Turnamen Piala Dunia 2026 akan jadi “medan sebenarnya” sepak bola global, di saat ide liga-liga eksklusif ala Super League sudah runtuh dan semua kembali ke jalur paling tradisional: negara vs negara, satu bulan penuh, semua mata tertuju ke layar. Turnamen piala dunia 2026 bukan kompetisi tertutup 12 klub, tapi festival 48 tim dari seluruh dunia, dan buat kamu yang suka main turnamen mix parlay World Cup 2026, ini adalah ajang paling masuk akal untuk ‘berinvestasi’ ketimbang mengejar mimpi-mimpi kompetisi elitis yang belum tentu jalan.
Lima tahun lalu, 12 klub top Eropa mencoba memecah diri lewat European Super League: 6 dari Premier League, 3 dari LaLiga, dan 3 dari Serie A. Proyek itu nyaris seketika runtuh setelah protes suporter, pemerintah, dan badan sepak bola; klub-klub Inggris hengkang hanya beberapa hari setelah pengumuman, diikuti Atlético, AC Milan, Inter, lalu Juventus (yang baru resmi mundur pada Juni 2024). Pada awal 2026, Barcelona akhirnya ikut keluar, menyisakan Real Madrid sendirian sebagai “pengusung bendera” Super League.

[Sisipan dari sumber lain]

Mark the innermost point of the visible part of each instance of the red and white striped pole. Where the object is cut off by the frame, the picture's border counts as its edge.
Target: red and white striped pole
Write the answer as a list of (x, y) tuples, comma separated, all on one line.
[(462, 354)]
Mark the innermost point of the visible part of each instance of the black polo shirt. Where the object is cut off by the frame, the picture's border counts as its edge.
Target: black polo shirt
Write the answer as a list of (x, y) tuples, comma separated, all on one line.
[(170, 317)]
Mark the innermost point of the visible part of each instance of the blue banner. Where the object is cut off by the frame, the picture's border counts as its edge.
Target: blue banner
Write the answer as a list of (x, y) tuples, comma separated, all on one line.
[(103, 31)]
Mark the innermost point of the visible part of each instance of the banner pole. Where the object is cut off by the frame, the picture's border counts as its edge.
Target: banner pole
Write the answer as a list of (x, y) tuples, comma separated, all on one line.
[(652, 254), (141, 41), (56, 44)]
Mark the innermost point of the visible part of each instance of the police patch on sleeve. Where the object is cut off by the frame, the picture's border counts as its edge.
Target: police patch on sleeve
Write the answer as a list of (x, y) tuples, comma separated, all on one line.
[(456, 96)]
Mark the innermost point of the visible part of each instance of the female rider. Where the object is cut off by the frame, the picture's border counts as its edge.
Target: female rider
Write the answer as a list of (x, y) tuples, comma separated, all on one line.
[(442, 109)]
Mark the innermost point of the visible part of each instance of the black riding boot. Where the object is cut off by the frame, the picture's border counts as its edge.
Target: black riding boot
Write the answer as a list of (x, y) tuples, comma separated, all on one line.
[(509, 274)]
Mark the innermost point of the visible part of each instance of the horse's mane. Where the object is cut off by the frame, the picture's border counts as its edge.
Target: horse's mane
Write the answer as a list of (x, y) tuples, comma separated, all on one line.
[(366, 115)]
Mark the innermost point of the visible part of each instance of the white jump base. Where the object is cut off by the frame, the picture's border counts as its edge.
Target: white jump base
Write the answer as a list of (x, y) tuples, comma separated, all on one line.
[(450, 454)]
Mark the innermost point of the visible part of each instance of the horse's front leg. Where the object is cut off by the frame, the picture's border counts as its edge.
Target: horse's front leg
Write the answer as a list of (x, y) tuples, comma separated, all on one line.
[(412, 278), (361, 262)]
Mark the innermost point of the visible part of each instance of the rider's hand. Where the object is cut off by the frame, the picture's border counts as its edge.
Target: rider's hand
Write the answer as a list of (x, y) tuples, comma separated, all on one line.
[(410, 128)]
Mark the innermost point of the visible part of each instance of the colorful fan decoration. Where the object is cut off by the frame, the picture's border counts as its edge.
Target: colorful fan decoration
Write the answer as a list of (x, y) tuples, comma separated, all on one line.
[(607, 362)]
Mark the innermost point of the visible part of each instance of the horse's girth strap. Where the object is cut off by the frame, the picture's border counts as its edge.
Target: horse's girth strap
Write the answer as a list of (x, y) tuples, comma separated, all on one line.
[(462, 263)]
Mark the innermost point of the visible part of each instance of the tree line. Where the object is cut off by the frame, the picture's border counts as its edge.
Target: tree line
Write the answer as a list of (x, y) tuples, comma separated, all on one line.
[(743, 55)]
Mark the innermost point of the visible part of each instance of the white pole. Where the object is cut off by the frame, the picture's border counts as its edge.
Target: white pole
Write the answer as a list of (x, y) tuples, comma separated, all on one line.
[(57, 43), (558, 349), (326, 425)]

Ironisnya, secara hukum, posisi proyek itu justru sempat menguat:
- Desember 2023, Pengadilan Uni Eropa menyatakan aturan UEFA dan FIFA soal larangan kompetisi tandingan bersifat monopoli yang tak sah dalam bentuk sebelumnya.
- Mei 2024, pengadilan di Madrid menegaskan UEFA dan FIFA telah menyalahgunakan posisi dominan ketika mengancam klub-klub yang bergabung Super League.
A22, perusahaan di belakang proyek, bahkan meluncurkan ulang konsep “Unify League” dengan 96 tim, model yang diklaim lebih inklusif dan meritokratis serta disiarkan via platform streaming gratis berbasis iklan. Real Madrid di bawah Florentino Pérez masih bersikeras proyek ini “esensial bagi masa depan sepak bola” dan mengklaim dua hak: menuntut kompensasi bermiliar euro dan hak menyelenggarakan kompetisi sendiri di masa depan.
Namun kenyataannya, ketika Barcelona mundur dengan satu pernyataan pendek 28 kata, tidak ada satu pun klub lain yang berdiri secara publik di sisi Madrid. Untuk sementara, ambisi “liga super” itu mengecil ke ranah gugatan hukum, sementara panggung nyata sepak bola global beberapa bulan ke depan ya Piala Dunia 2026.